Le gouvernement a également proposé un allégement plus large de la déclaration des fiducies.
Selon le projet de loi, une fiducie — y compris une simple fiducie — sera exemptée de l’obligation de produire une déclaration lorsque : tous les fiduciaires et bénéficiaires sont liés les uns aux autres ; la juste valeur marchande (JVM) des biens ne dépasse pas 250 000 $ ; et les actifs de la fiducie se composent uniquement d’espèces, de CPG, de fonds communs de placement, de biens à usage personnel et de titres négociés sur une bourse désignée (ainsi que de certains autres actifs).
Le projet de loi maintient l’exemption de déclaration existante pour les fiducies dont la JVM est inférieure ou égale à 50 000 $, mais ne restreint plus les actifs que ces fiducies peuvent détenir pour être admissibles à l’exemption.
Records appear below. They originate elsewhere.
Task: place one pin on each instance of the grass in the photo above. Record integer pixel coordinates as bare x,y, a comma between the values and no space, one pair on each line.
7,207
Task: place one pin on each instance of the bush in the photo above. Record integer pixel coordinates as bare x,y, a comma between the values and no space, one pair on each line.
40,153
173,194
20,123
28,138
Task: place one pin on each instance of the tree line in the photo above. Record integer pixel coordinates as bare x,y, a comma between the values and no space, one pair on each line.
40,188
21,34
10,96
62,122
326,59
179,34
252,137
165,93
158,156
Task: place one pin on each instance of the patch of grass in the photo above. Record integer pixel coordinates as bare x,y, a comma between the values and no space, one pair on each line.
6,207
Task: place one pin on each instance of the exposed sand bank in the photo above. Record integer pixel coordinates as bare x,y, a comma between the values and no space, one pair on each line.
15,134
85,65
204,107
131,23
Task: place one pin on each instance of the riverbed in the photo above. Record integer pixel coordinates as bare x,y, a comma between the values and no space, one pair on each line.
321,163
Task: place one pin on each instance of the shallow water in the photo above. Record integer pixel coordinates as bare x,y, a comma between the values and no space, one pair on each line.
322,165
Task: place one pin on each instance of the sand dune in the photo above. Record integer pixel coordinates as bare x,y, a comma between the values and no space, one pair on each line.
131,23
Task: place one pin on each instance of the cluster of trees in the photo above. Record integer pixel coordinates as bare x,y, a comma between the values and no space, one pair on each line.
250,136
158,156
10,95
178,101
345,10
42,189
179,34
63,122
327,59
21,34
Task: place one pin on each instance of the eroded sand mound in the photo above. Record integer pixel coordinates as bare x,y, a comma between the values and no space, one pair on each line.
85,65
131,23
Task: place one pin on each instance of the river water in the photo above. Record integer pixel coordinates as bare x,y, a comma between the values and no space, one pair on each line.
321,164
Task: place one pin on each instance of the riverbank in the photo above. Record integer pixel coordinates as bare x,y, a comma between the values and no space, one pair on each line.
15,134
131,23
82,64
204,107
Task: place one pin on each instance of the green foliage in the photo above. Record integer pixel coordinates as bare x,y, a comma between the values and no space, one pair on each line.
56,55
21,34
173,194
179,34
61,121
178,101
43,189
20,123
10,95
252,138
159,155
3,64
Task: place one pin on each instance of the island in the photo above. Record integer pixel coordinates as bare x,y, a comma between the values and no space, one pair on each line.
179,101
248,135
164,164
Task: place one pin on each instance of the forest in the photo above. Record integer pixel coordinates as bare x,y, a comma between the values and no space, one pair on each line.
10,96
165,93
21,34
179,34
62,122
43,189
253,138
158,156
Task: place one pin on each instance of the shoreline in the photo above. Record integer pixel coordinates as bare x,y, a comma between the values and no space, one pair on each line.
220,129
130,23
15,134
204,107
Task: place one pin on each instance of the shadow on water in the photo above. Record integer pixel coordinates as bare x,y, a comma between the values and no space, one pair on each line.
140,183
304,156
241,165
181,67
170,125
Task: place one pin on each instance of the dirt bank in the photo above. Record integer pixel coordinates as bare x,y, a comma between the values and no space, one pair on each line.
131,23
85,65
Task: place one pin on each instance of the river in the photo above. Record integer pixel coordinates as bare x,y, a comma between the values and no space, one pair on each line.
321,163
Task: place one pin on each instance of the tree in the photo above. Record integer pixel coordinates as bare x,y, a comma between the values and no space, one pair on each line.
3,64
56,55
En outre, il n’est pas nécessaire que les fiduciaires et les bénéficiaires soient liés pour bénéficier de l’exonération de 50 000 $.
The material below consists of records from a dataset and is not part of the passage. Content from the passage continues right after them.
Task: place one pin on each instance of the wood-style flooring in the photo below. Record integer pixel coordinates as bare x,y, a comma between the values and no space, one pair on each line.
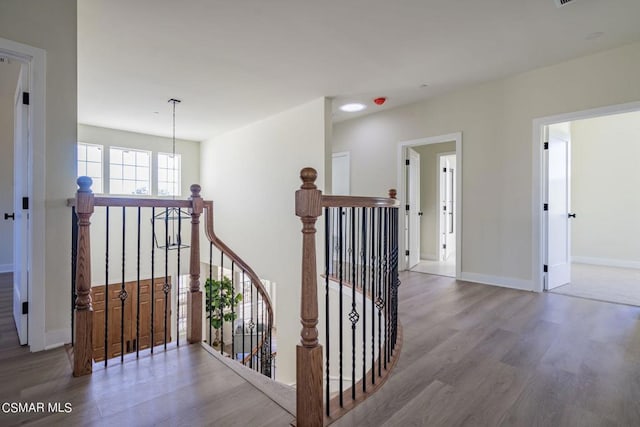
185,386
476,355
473,355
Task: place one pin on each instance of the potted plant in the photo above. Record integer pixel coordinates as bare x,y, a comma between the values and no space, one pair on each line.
221,302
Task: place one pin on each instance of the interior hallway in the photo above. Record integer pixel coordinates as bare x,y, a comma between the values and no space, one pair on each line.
478,355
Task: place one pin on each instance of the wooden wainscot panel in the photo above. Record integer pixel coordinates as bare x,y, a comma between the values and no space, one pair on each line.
128,329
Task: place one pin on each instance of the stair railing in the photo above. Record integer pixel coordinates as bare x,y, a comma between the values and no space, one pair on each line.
127,290
361,265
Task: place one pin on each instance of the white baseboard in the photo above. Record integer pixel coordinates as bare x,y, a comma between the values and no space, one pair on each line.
505,282
606,262
57,338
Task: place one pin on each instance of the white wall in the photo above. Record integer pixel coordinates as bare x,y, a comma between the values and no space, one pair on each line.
496,121
604,189
252,174
8,80
429,195
51,25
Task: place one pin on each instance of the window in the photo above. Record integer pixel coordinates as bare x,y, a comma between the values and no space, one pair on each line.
129,171
90,164
169,174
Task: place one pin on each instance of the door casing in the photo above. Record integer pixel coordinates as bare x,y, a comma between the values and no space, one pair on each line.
401,182
539,238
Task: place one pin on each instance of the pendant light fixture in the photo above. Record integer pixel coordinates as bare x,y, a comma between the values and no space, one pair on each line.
170,220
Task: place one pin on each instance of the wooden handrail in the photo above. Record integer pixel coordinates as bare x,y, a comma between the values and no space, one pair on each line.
136,202
85,202
329,201
211,235
309,368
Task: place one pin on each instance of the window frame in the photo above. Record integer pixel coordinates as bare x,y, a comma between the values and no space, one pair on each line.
122,179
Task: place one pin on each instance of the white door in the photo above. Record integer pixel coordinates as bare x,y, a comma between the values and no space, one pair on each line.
340,181
21,223
558,200
447,206
413,200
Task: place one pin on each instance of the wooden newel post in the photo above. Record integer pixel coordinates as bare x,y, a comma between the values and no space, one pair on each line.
194,298
83,347
309,410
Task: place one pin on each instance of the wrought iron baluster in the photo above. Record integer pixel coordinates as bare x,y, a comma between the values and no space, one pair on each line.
178,296
137,343
327,271
152,342
107,294
363,254
166,287
210,293
123,292
353,316
373,296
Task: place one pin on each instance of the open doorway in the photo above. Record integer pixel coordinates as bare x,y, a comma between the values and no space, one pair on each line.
430,190
591,206
13,180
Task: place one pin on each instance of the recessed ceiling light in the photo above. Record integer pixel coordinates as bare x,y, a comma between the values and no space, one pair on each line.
594,36
352,108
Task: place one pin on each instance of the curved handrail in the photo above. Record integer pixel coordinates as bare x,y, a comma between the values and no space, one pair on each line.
211,235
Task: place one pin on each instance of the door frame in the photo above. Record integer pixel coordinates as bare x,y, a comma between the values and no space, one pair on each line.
35,58
539,238
401,186
440,219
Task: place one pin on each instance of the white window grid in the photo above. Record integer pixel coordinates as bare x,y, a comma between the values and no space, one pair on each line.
129,171
169,173
90,159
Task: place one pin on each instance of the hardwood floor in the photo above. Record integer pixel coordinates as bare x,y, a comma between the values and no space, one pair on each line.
477,355
473,355
185,386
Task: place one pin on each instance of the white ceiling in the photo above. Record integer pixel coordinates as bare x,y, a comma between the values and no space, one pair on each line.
235,62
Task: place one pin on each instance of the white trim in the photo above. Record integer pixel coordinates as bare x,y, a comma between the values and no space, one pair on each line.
36,58
57,338
606,262
457,137
503,282
537,217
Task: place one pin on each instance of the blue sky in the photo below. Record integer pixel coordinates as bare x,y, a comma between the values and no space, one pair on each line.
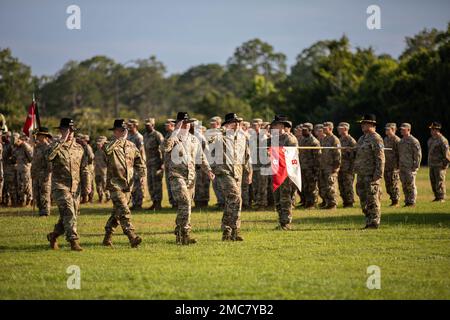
191,32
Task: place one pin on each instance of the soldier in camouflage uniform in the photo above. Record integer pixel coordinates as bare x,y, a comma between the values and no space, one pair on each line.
330,162
100,170
137,194
346,176
155,165
309,163
283,194
68,164
391,172
410,155
41,172
184,151
438,161
125,164
231,159
22,154
369,166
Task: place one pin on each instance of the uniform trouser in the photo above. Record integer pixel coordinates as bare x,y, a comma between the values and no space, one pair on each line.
137,194
369,195
121,213
408,179
154,182
41,193
183,193
202,184
283,202
346,180
24,188
69,206
309,186
100,182
327,185
259,188
437,179
392,182
231,188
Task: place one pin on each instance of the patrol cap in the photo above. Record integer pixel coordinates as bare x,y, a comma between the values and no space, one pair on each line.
345,125
405,125
391,125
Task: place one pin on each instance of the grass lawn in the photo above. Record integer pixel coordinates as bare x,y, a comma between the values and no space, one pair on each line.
325,257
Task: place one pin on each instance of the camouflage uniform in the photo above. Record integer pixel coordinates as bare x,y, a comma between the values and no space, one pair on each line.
234,148
183,152
125,164
369,166
41,176
309,163
346,175
391,172
438,161
152,142
23,156
330,161
68,164
410,155
137,193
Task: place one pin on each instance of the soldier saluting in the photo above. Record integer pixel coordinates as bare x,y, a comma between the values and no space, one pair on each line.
125,163
66,157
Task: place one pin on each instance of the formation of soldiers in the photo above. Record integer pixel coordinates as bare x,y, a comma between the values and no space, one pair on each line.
232,155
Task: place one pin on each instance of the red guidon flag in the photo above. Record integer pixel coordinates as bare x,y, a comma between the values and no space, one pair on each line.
285,163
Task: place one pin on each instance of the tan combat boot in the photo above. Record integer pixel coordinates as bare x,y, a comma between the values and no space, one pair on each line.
51,237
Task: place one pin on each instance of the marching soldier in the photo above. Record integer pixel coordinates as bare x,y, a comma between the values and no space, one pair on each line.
369,166
68,164
41,172
346,175
137,194
23,155
233,145
155,165
125,165
183,149
391,172
310,163
282,195
438,160
330,161
410,155
100,170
L’exonération de 250 000 $ et l’exonération de 50 000 $ entreraient en vigueur pour les fiducies dont l’exercice se termine le 31 décembre 2024 ou plus tard.
Si elle est adoptée, la nouvelle exemption de 250 000 $ s’appliquera à de nombreuses situations courantes de simple fiducie, par exemple lorsqu’un enfant adulte est nommé copropriétaire du compte bancaire d’un parent afin d’aider ce dernier à gérer ses finances, a déclaré Ameer Abdulla, associé d’EY Canada à Waterloo, en Ontario.
Le seuil est suffisamment élevé pour « englober généralement assez de comptes bancaires canadiens moyens », note Ameer Abdulla.
« C’est une bonne chose qu’ils essaient de réduire l’éventail des circonstances dans lesquelles ces règles améliorées de déclaration des fiducies pourraient s’appliquer », estime Henry Korenblum, président de Korenblum Wealth à Toronto.
La législation proposée prévoit également une dispense de déclaration pour un arrangement dans lequel des personnes détiennent le titre légal d’un bien immobilier qui serait la résidence principale d’un ou de plusieurs propriétaires légaux, et dans lequel tous les propriétaires légaux sont liés. Cette disposition s’appliquerait aux fiducies dont l’exercice se termine le 31 décembre 2025 ou plus tard.
« Il s’agit probablement d’une bonne nouvelle pour ceux qui possèdent une résidence principale et qui ont un enfant ou un parent adulte comme propriétaire légal » et qui pourraient autrement avoir une obligation de déclaration de simple fiducie, affirme Emily Mantle.
Toutefois, le projet de loi indique clairement que le gouvernement s’engage à inclure les simples fiducies dans ses règles élargies de déclaration des fiducies.
Les contribuables sont toujours confrontés au problème fondamental suivant : « Ai-je une simple fiducie ? Et dois-je le déclarer ? », rapporte Ameer Abdulla.
Adam Friedlan, du cabinet Friedlan Law à Richmond Hill (Ontario), affirme dans un message publié le 14 août sur LinkedIn que les modifications sont « utiles parce qu’elles restreignent l’application des règles », mais que les contribuables qui ont des arrangements communs se demanderont toujours s’ils ont une obligation de déclaration.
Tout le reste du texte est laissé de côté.